BACKGROUND: Data regarding tuberculosis (TB) treatment outcomes, proportion of TB/HIV co-infection and associated factors have been released at different TB treatment facilities in Ethiopia and elsewhere in the world as part of the auditing and surveillance service. However, these data are missing for the TB clinic offering directly observed treatment short-course (DOTs) at Debre Tabor General Hospital (DTGH). METHODS: The authors analysed the records of 985 TB patients registered at the DTGH from September 2008 to December 2016. Data on patients' sex, age, type of TB, and treatment outcomes were extracted from the TB treatment registration logbook. The treatment outcome of patients was categorized according to the National TB and Leprosy Control Program guidelines: cured, treatment completed, treatment failed, died, and not evaluated (transferred out and unknown cases). RESULTS: Around half of the registered patients were males (516, 52.4%). In terms of TB types, 381 (38.7%), 241 (24.5%), and 363 (36.9%) patients had smear-negative pulmonary TB, smear-positive pulmonary TB, and extra pulmonary TB, respectively. Six hundred and seventy-two patients (90.1%) had successful treatment outcomes (cured and treatment completed), while 74 patients (9.9%) had unsuccessful treatment outcomes (death and treatment failure).TB treatment outcome was not associated with age, sex, type and history of TB, or co-infection with HIV (P > 0.05).
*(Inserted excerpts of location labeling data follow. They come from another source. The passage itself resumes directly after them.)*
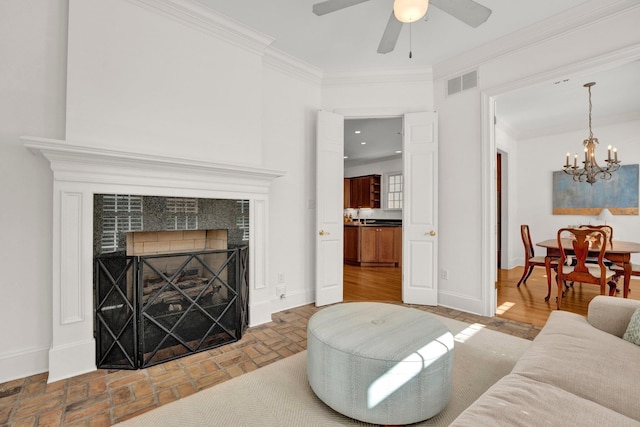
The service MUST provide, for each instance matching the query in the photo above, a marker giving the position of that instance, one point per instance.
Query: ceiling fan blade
(468, 11)
(390, 35)
(329, 6)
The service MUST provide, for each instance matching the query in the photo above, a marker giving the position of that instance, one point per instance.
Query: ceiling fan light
(410, 10)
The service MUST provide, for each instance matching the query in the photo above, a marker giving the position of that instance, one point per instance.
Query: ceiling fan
(467, 11)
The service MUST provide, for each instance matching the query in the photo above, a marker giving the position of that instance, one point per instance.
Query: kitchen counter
(375, 223)
(378, 243)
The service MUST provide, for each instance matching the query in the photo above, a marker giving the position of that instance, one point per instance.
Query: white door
(420, 210)
(329, 207)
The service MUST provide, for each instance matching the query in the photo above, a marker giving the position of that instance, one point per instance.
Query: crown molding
(577, 125)
(384, 76)
(292, 66)
(565, 22)
(200, 17)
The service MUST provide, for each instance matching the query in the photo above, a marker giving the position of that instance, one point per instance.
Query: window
(185, 213)
(242, 218)
(394, 191)
(120, 213)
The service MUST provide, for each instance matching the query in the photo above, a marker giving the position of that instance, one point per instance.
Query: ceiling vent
(462, 83)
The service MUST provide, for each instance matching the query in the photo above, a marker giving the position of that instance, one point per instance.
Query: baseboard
(23, 364)
(73, 359)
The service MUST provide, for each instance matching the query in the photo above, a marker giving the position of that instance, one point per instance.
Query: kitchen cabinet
(372, 246)
(364, 192)
(351, 244)
(377, 245)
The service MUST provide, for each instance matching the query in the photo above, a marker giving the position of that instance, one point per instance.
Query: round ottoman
(380, 363)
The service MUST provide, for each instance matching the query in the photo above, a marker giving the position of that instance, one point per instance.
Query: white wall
(383, 168)
(527, 57)
(289, 109)
(547, 154)
(378, 95)
(512, 249)
(142, 81)
(32, 84)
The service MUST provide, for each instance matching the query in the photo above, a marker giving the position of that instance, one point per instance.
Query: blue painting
(619, 194)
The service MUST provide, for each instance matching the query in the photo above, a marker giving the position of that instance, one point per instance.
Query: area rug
(279, 394)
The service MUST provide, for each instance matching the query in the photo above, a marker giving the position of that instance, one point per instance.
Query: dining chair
(582, 240)
(531, 260)
(635, 268)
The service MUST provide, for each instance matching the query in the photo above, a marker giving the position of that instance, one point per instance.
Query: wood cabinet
(377, 245)
(373, 246)
(364, 192)
(351, 244)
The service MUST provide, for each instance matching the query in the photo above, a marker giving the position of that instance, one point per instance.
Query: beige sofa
(577, 372)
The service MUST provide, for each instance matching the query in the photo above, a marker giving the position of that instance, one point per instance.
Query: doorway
(373, 146)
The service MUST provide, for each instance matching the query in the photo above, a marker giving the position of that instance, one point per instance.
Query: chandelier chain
(591, 170)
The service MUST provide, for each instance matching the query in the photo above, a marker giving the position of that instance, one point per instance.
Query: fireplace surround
(81, 172)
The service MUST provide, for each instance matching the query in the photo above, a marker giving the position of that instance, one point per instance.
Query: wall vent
(462, 83)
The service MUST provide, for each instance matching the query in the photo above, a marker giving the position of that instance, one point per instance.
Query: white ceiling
(347, 40)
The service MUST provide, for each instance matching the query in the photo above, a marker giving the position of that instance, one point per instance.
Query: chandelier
(591, 171)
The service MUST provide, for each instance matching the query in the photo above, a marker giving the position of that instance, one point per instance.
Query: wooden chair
(619, 272)
(583, 240)
(530, 260)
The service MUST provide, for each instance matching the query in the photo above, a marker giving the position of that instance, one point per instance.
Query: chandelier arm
(591, 170)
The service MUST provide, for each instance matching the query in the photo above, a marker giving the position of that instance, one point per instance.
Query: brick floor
(105, 397)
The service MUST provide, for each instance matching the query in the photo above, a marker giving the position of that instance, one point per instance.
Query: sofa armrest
(611, 314)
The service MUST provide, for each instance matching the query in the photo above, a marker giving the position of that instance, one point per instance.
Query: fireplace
(79, 173)
(153, 308)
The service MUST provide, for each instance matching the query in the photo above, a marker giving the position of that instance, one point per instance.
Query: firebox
(154, 308)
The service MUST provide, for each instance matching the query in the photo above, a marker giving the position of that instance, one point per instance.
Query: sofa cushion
(519, 401)
(632, 334)
(574, 356)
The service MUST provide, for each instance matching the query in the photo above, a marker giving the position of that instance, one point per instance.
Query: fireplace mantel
(80, 172)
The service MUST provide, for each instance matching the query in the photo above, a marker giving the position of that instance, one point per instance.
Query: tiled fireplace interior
(81, 172)
(167, 293)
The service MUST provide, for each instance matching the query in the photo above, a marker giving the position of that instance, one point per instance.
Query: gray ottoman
(380, 363)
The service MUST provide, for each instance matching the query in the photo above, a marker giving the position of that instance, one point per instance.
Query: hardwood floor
(524, 304)
(372, 283)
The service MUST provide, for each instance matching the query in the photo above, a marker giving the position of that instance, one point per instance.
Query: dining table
(618, 251)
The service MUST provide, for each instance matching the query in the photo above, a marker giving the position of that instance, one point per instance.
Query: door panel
(420, 213)
(329, 205)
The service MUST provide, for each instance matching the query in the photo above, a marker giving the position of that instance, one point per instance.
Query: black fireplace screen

The proportion of TB/HIV co-infection was at 24.2%, and these were found to be significantly associated with the age groups of 25-34, 35-44 and ≥65 years:(aOR: 0.44; 95% CI: 0.25-0.8), (aOR: 0.39; 95% CI: 0.20-0.70), (aOR: 4.2; 95% CI: 1.30-12.9), respectively. CONCLUSIONS: The proportion of patients with successful treatment outcomes was above the World Health Organization target set for Millennium Development Goal of 85% and in line with that of the global milestone target set at > 90% for 2025. Relatively higher proportions of transfer-out cases were recorded in the present study. Similarly, the proportion of TB/HIV co-infection cases was much higher than the national average of 8%.Thus, the health facility under study should develop strategies to record the final treatment outcome of transfer-out cases. In addition, strategies to reduce the burden of TB/HIV co-infection should be strengthened.